Commerce: The Move from Scraping to Product Feeds
Blyskal made a prediction about commerce in AI search: we’re moving from scraping to product feeds. The current method—ChatGPT trying to scrape Macy’s site to see what belts are in stock—will look antiquated within a year.
The future is direct data exchange. ChatGPT already has an Uber connector—when you ask for a ride, it doesn’t scrape Uber’s frontend. It connects to the backend API. That model will extend to retail.
For now, the actionable advice: think like a Fortune 500 even if you’re not one. Think about your products as JSON. Field completeness matters—if you’re missing the dimensions field, you’ll miss long-tail queries like “compact suitcase for travel.” The engine won’t know your product qualifies.
One striking data point: FAQs showed up 848% more often in top-cited product pages than bottom-cited pages. Video appeared 103% more often. Product ratings were 36% higher. These are the factors that correlate with product page citations.
My Takeaways
Blyskal’s talk was the most data-rich of the conference. When someone analyzes 250 million responses, you pay attention to the patterns they find.
What I’m implementing:
- SEO metrics are necessary but not sufficient. They predict only 4-7% of citation behavior. The other 93% comes from content factors, freshness, and platform-specific dynamics.
- Optimize URLs and titles for semantic alignment. Natural language URLs earn 11.4% more citations. Semantic alignment to query format adds another 5-6%. These are meaningful gains from basic optimizations.
- Spoil content in meta descriptions. Give the answer upfront.
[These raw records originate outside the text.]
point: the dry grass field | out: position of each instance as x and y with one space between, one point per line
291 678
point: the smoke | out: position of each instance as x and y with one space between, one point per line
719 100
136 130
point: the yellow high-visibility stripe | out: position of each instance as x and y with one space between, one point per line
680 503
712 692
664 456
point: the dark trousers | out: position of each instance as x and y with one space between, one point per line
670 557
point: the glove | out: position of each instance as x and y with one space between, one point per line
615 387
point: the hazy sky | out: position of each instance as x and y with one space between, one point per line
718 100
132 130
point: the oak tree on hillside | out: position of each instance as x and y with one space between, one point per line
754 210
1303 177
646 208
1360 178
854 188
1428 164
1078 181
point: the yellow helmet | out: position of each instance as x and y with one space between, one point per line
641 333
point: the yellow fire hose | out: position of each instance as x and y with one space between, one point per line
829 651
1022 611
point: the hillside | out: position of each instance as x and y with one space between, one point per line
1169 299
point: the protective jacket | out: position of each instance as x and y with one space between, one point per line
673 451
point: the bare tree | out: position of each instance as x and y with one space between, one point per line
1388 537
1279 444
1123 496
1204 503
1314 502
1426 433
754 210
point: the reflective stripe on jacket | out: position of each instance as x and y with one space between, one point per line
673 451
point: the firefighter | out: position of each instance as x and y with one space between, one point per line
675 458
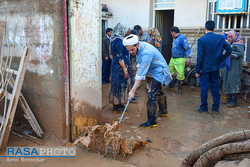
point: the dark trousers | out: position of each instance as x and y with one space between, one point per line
106 68
154 91
212 79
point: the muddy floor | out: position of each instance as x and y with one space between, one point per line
174 138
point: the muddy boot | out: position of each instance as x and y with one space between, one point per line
171 84
117 109
233 103
162 103
151 107
180 87
229 100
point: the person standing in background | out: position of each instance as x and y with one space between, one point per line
180 55
143 36
106 56
209 57
120 69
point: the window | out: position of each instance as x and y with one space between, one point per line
164 4
230 4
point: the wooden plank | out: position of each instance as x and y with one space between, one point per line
28 137
14 100
30 116
2 34
27 111
10 71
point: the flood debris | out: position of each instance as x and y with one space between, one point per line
106 139
216 149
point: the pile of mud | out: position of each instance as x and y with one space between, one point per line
107 139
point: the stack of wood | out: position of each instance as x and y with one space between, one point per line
232 146
10 87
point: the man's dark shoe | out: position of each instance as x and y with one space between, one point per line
215 110
201 111
148 125
161 114
134 98
118 109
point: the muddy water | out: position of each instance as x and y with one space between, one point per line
179 133
106 139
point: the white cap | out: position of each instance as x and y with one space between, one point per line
130 40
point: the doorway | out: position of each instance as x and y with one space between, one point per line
164 20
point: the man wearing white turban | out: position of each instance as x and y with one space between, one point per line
149 59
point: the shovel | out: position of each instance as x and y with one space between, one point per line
124 111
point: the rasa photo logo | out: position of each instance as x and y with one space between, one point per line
40 152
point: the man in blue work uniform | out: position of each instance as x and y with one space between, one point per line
180 54
149 59
209 57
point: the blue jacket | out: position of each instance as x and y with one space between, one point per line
210 52
149 59
180 47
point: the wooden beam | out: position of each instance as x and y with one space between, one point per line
14 100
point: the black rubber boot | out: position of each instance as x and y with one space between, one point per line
162 103
180 87
233 103
117 108
151 107
170 85
228 100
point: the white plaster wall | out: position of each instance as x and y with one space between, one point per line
36 30
129 12
85 55
190 13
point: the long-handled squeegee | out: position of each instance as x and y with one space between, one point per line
124 111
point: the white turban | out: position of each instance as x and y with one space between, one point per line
130 40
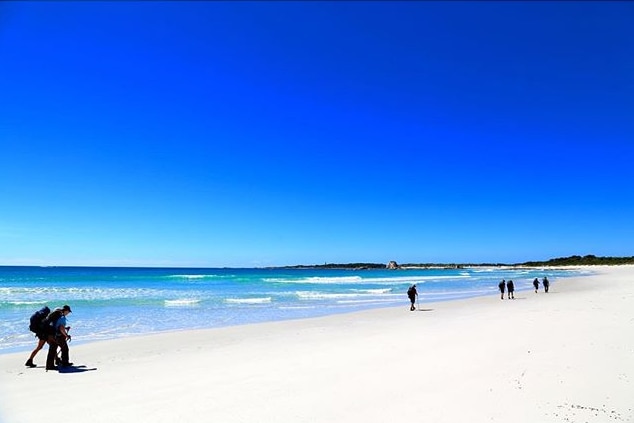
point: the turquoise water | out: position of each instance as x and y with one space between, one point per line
116 302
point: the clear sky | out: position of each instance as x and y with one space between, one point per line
274 133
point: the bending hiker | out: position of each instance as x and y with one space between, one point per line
412 294
536 285
57 336
510 288
36 326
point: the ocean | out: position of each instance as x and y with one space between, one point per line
117 302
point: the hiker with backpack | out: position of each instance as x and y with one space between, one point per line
36 325
412 294
58 336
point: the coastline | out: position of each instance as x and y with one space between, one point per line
561 356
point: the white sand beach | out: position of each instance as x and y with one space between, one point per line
565 356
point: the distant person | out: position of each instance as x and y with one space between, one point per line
536 285
510 289
58 337
412 294
501 286
546 283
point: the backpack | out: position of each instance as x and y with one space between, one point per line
49 322
37 319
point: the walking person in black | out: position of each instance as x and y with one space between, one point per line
510 289
536 285
412 294
58 337
501 285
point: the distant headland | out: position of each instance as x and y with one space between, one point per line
588 260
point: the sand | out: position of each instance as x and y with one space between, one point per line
565 356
The meta description is now a marketing vehicle for answer engines.
- Freshness is a competitive advantage. 75% of top-cited content is less than six months old. Publishing cadence matters in AEO.
- Write opinionated content with frameworks. Answer engines are lazy—they need frameworks of analysis they can present as their own opinion. Opinion content now beats listicles for citations.
- Reddit and YouTube are search surfaces now. Your social team, PR team, and comms team need to be looped in. What happens on these platforms directly impacts AI visibility.
- Query fanout reveals the real targets. The terms users type aren’t the terms answer engines search for. Fanout data shows you where to actually intersect your content.
Blyskal closed with a call to action: “This is the moment when we can raise our hands to the CMOs and CEOs and say, we know this stuff. We’re ready.” The data is there. The opportunity is there. Time to use it.